O juiz da 1ª Vara Criminal do Fórum de Umuarama, Alberto Luiz Marcos dos Santos, aceitou denúncia contra as seis pessoas acusadas de fraudarem o bingão realizado na cidade em setembro de 1995 e que terminou em quebra-quebra. Os envolvidos vão responder processo por estelionato e, se condenados, podem pegar de um a cinco anos de cadeia. Também podem ser condenados a devolver o dinheiro às pessoas que compraram cartelas do bingo.
Os principais implicados são Mário Eduardo Correia da Silva, diretor da empresa Pro-a-Mark, de Curitiba; o ex-presidente do Noroeste Atlético Clube (NAC), José Carlos de Lima, o ‘‘Pelanca’’; e a empresária Márcia Aparecida Mori, na época presidente da Cooperativa de Bairros de Umuarama.
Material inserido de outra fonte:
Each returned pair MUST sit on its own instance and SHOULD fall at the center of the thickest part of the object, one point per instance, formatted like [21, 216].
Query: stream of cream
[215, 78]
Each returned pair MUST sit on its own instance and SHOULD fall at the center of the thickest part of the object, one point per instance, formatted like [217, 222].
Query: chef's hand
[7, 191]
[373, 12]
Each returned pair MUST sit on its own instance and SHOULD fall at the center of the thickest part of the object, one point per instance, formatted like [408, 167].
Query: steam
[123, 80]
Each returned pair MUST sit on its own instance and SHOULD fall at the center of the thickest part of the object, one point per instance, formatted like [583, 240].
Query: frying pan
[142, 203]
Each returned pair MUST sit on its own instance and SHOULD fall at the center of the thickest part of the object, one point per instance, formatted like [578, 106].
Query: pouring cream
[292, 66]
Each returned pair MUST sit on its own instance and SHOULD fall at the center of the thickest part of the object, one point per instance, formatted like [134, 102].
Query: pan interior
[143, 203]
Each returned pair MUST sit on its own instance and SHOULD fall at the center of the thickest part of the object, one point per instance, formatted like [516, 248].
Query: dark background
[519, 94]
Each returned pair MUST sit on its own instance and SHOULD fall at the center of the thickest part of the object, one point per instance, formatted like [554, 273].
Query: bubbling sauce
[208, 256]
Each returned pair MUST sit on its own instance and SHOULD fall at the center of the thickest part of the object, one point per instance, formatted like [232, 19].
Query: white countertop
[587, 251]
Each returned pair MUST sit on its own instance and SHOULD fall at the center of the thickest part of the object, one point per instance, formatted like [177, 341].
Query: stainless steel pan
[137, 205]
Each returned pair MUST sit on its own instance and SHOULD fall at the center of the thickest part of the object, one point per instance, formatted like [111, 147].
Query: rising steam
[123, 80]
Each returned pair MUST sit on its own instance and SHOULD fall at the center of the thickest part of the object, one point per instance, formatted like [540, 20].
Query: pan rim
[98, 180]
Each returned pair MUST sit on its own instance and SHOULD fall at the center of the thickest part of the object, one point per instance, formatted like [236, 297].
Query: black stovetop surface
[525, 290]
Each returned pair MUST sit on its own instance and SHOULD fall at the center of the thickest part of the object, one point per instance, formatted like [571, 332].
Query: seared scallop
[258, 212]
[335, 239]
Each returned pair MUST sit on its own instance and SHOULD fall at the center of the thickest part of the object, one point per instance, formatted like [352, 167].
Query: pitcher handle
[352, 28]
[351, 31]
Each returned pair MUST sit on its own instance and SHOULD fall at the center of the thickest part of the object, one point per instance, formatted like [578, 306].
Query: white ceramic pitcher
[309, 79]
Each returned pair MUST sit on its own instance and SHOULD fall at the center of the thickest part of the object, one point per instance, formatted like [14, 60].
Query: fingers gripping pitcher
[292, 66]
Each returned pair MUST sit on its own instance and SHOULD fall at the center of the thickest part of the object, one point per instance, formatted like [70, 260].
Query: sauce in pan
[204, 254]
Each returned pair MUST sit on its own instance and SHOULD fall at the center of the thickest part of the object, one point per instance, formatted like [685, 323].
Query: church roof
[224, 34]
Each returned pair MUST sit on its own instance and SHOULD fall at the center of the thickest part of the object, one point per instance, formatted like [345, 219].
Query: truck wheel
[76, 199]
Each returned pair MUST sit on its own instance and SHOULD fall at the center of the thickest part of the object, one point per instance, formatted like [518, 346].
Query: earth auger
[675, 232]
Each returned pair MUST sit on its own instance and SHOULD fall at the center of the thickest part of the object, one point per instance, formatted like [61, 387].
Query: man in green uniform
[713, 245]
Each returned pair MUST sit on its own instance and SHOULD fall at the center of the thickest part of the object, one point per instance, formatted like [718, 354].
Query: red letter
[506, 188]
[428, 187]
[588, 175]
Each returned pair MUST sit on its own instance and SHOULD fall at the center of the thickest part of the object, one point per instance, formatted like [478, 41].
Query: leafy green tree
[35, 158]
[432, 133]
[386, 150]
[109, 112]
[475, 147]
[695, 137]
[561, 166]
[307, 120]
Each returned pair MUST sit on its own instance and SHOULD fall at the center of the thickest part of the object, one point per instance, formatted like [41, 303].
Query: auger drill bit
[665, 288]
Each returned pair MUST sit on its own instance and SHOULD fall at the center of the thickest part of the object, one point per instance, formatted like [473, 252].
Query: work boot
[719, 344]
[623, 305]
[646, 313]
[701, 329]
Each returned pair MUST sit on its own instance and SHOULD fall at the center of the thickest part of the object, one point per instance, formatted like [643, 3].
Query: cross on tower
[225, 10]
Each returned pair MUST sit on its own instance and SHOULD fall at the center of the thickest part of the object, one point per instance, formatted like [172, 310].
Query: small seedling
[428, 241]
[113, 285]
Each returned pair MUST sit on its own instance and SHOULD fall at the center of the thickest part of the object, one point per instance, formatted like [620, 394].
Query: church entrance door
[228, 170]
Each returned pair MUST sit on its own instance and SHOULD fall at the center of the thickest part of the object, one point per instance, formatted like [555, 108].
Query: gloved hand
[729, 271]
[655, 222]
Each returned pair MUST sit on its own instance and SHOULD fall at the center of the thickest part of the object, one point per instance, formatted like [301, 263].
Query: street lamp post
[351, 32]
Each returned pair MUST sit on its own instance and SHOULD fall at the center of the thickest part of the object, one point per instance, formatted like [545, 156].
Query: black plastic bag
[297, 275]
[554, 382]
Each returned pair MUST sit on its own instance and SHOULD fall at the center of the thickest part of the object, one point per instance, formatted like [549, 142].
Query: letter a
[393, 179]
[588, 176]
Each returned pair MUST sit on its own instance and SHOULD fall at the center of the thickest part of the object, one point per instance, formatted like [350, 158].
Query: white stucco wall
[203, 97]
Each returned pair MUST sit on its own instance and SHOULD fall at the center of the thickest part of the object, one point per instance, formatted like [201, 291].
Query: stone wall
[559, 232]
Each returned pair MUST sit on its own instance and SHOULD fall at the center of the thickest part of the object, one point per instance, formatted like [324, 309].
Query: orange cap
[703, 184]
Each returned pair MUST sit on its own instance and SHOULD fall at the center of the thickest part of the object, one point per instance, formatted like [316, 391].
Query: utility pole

Realizado em 17 de setembro, um domingo, o bingo reuniu cerca de 10 mil pessoas no Estádio Lúcio Pepino. A confusão começou durante o sorteio do quarto prêmio, um Corsa 0 Km. Desconfiada da fraude, a multidão invadiu o campo, pôs fogo no carro, quebrou equipamentos e danificou outros veículos. Na confusão, prêmios menores que já haviam sido sorteados foram roubados.
O irmão da empresária Márcia Mori, Jonas de Jesus, foi o ‘‘ganhador’’ do Corsa. Os organizadores devolveram todas as pedras ‘‘cantadas’’ no globo e conferiram a cartela apenas pelo computador, incluindo a pedra 70, que constava na cartela do ganhador mas não havia sido ‘‘cantada’’. Jonas de Jesus também vai responder processo por envolvimento na fraude. Além dele, foram denunciados o digitador Cristiano Kucher e o locutor Carlos Alberto dos Santos.
O promotor Pedro Valter Torrezan disse que há provas suficientes para incriminar os envolvidos. Ele disse que mais uma pessoa teria que ser denunciada: João Leal, sócio de Silva na Pró-a-Mark, que não foi indiciado no inquérito porque a polícia não conseguiu documentos e endereço dele. Leal está desaparecido e no Departamento de Identificação do Estado existem mais de 40 pessoas com este nome.
No inquérito, que levou um ano e nove meses para ser concluído, a polícia apurou que a Pro-a-Mark, o Nac e a cooperativa de bairros estavam em situação irregular. Por isso, emprestaram o nome da liga de futebol de Guarapuava para conseguir autorização para promover o bingo. A Cooperativa de Bairros de Umuarama foi ‘‘criada’’ dias antes para participar do bingo. A empresa Pro-a-Mark e o Nac também não exitem mais. Ninguém sabe informar onde foram parar os quase R$ 120 mil arrecadados com a venda de cerca de 12 mil cartelas.